Скорбь Сатаны (Ад для Джеффри Темпеста) | страница 20
— Никогда! — ответил я улыбаясь.
— Конечно, эти слова глупы и звучат смешно в наш век, когда не верят ни в Бога, ни в черта. Между тем они означают, что должно выбирать между верхом и низом: гений есть Верх, а деньги — Низ; нельзя в одно и то же время летать и пресмыкаться.
— Не верится, чтобы деньги заставляли человека пресмыкаться, — сказал я. — По-моему, это единственное средство, необходимое, чтобы усилить его дарования и поднять его до самой большой высоты.
— Вы так думаете?
Князь зажег сигару с важным и озабоченным видом.
— Тогда я боюсь, что вы мало сведущи по части, как я называю, естественной психологии. То, что принадлежит земле, и влечет к земле. Вы это, конечно, понимаете? Золото принадлежит земле; вы добываете его оттуда, вы пользуетесь им; этот металл — довольно существенный. Гений является, никто не знает откуда, — вы не можете ни откопать его, ни сделать, а будете стоять и дивиться на него; он — редкий гость и капризен, как ветер, и, обыкновенно, производит грустное разрушение между условностями человечества. Это, как я сказал, «высшее» над земными вкусами и понятиями, и те, кто имеет его, всегда живут в неведомых возвышенных сферах. Но деньги — это удобство, очень искусно выровненное с поверхностью земли; когда вам довольно его, вы твердой походкой спускаетесь вниз и внизу остаетесь!
Я засмеялся.
— Честное слово, вы очень красноречиво проповедуете против богатства! — сказал я. — Вы сами необычайно богаты. Разве вы досадуете на это?

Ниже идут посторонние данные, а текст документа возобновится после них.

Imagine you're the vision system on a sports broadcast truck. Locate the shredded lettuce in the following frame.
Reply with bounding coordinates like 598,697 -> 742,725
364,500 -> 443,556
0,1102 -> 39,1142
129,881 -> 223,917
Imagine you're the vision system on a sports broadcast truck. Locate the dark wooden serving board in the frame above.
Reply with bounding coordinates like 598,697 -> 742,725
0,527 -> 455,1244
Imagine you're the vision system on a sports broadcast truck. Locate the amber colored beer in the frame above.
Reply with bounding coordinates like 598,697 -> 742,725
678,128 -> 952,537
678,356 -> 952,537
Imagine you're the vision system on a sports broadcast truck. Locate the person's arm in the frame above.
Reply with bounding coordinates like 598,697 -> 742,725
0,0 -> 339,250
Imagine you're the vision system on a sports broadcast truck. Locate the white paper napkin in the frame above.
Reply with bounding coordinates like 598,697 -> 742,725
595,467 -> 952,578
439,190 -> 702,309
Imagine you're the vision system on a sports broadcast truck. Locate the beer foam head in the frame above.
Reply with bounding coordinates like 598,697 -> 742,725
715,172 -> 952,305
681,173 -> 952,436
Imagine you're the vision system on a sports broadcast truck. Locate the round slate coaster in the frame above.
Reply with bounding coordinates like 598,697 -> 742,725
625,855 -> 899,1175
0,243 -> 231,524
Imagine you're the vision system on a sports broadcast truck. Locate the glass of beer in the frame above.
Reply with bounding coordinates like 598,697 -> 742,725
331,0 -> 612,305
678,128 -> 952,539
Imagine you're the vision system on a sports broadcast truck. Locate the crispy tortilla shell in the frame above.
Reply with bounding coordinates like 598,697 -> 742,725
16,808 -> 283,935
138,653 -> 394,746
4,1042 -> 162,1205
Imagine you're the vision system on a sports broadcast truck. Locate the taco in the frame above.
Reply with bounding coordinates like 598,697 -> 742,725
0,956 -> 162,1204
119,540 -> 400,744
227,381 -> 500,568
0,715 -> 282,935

— Нет, я не досадую, так как досадовать было бы бесполезно, — возразил он. — А я никогда не трачу свое время. Но я вам говорю правду; гений и большое богатство не живут вместе. Например, я, вы не можете себе представить, какие громадные способности я имел когда-то! Давно, раньше, чем я сделался властелином сам!
— Я уверен, что вы их имеете еще теперь, — утверждал я, глядя на его благородное лицо и прекрасные глаза.
Странная тонкая улыбка, которую я подмечал уже не раз прежде, осветила его лицо.
— Вы хотите говорить мне комплименты! — сказал он. — Вам, как и многим, нравится моя внешность, но, в конце концов, ничто так не обманчиво, как наружность. Причина этого та, что как только мы переходим детство, мы стараемся быть не тем, что есть, и таким образом от постоянной практики с юных лет мы достигаем того, что наша физическая форма скрывает совершенно наше настоящее "я". В самом деле это и умно, и искусно, потому что каждый индивидуум защищен стеной своего тела от шпионства друзей или врагов, каждый человек есть одинокая душа, заключенная в собственноручно сделанной тюрьме; когда он совершенно один, — он знает и часто ненавидит себя, — иногда он даже пугается лютого чудовища, спрятанного за его телесной маской, и старается забыть его страшное присутствие в пьянстве и распутстве, что и бывает иногда со мной. Вы бы не подумали этого обо мне?